When an input or output component has a config field `batching` that means it supports a batch policy. This is a mechanism that allows you to configure exactly how your batching should work on messages before they are routed to the input or output it’s associated with. Batches are considered complete and will be flushed downstream when either of the following conditions are met:

-   The `byte_size` field is non-zero and the total size of the batch in bytes matches or exceeds it (disregarding metadata.)

-   The `count` field is non-zero and the total number of messages in the batch matches or exceeds it.

-   A message added to the batch causes the [`check`](https://docs.redpanda.com/connect/guides/bloblang/about/) to return to `true`.

-   The `period` field is non-empty and the time since the last batch exceeds its value.


This allows you to combine conditions:

```yaml
output:
  kafka:
    addresses: [ todo:9092 ]
    topic: benthos_stream

    # Either send batches when they reach 10 messages or when 100ms has passed
    # since the last batch.
    batching:
      count: 10
      period: 100ms
```

> ⚠️ **CAUTION**
>
> A batch policy has the capability to _create_ batches, but not to break them down.

If your configured pipeline is processing messages that are batched _before_ they reach the batch policy then they may circumvent the conditions you’ve specified here, resulting in sizes you aren’t expecting.

If you are affected by this limitation then consider breaking the batches down with a [`split` processor](https://docs.redpanda.com/connect/components/processors/split/) before they reach the batch policy.

### [](#post-batch-processing)Post-batch processing

A batch policy also has a field `processors` which allows you to define an optional list of [processors](https://docs.redpanda.com/connect/components/processors/about/) to apply to each batch before it is flushed.
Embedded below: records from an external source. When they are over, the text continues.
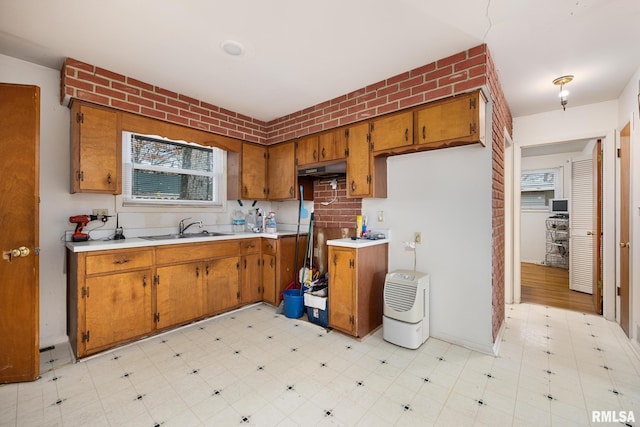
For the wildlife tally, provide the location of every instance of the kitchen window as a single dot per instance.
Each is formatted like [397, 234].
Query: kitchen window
[539, 186]
[160, 171]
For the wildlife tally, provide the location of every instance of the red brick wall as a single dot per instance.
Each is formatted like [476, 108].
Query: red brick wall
[94, 84]
[501, 120]
[446, 77]
[339, 214]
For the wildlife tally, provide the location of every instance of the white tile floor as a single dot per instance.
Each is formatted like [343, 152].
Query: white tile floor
[253, 367]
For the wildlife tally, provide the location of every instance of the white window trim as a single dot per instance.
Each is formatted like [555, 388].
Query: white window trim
[124, 204]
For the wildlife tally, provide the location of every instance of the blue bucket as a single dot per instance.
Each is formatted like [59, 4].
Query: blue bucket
[293, 303]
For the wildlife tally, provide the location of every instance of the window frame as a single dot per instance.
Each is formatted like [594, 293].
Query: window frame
[218, 174]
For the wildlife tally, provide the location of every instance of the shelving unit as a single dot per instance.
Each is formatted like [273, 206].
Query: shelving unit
[557, 248]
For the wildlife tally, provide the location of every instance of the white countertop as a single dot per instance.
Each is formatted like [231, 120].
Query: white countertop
[137, 242]
[358, 243]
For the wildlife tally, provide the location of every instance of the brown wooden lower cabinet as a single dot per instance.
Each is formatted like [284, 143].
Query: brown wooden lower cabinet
[356, 282]
[120, 295]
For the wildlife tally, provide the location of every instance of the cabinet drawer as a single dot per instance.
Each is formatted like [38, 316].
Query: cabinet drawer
[250, 246]
[197, 251]
[269, 246]
[110, 261]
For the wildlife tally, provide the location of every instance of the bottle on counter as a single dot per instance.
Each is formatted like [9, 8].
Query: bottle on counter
[271, 226]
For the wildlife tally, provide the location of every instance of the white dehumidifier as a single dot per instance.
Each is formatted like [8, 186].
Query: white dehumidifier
[406, 308]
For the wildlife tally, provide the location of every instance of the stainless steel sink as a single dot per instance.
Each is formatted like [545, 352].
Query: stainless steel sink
[185, 235]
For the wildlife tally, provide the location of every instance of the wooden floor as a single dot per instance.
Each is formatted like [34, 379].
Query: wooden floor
[550, 286]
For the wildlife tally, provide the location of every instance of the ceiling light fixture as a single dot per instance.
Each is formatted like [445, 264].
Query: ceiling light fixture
[232, 47]
[564, 94]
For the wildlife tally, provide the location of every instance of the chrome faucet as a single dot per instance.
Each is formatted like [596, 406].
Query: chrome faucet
[182, 228]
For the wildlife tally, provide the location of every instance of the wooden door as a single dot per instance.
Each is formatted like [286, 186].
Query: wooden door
[97, 153]
[359, 162]
[581, 241]
[282, 172]
[307, 151]
[333, 145]
[251, 279]
[269, 279]
[342, 288]
[625, 266]
[19, 198]
[392, 132]
[179, 294]
[597, 227]
[254, 172]
[117, 308]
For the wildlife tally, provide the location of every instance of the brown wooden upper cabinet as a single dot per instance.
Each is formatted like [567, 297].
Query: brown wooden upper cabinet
[392, 131]
[96, 141]
[282, 172]
[366, 174]
[307, 151]
[450, 122]
[254, 172]
[333, 145]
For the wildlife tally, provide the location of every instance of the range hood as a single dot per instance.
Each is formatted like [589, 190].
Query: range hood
[324, 171]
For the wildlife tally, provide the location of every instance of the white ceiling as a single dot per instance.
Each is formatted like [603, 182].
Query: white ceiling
[300, 53]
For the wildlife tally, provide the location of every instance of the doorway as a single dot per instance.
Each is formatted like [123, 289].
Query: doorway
[546, 257]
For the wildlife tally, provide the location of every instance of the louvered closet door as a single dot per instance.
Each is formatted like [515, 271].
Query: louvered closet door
[581, 241]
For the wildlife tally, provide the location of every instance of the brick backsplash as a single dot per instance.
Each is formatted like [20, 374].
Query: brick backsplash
[340, 213]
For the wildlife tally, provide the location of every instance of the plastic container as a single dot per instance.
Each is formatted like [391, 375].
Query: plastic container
[293, 303]
[271, 226]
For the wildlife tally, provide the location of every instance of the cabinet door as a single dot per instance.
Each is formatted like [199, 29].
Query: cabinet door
[359, 162]
[342, 288]
[117, 308]
[307, 151]
[96, 150]
[251, 290]
[392, 132]
[269, 279]
[254, 172]
[222, 284]
[282, 172]
[447, 122]
[333, 145]
[179, 294]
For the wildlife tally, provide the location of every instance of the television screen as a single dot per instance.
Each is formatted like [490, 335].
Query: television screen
[559, 205]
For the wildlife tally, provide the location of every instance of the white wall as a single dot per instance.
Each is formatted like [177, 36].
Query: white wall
[532, 223]
[446, 195]
[628, 113]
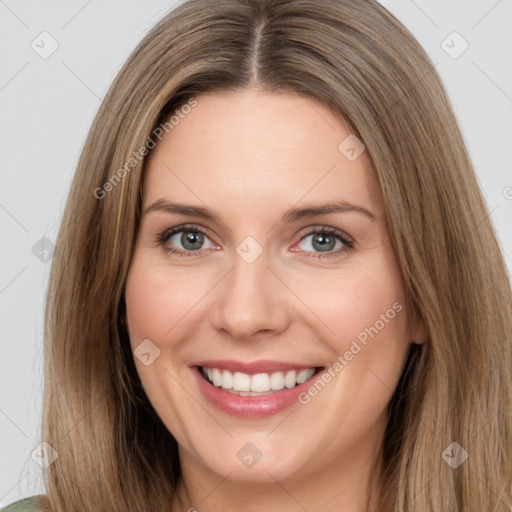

This is a good place to aggregate or archive the batch into a compatible format for an output:

```yaml
output:
  http_client:
    url: http://localhost:4195/post
    batching:
      count: 10
      processors:
        - archive:
            format: lines
```

The above config will batch up messages and then merge them into a line delimited format before sending it over HTTP. This is an easier format to parse than the default which would have been [rfc1342](https://www.w3.org/Protocols/rfc1341/7_2_Multipart.html).

During shutdown any remaining messages waiting for a batch to complete will be flushed down the pipeline.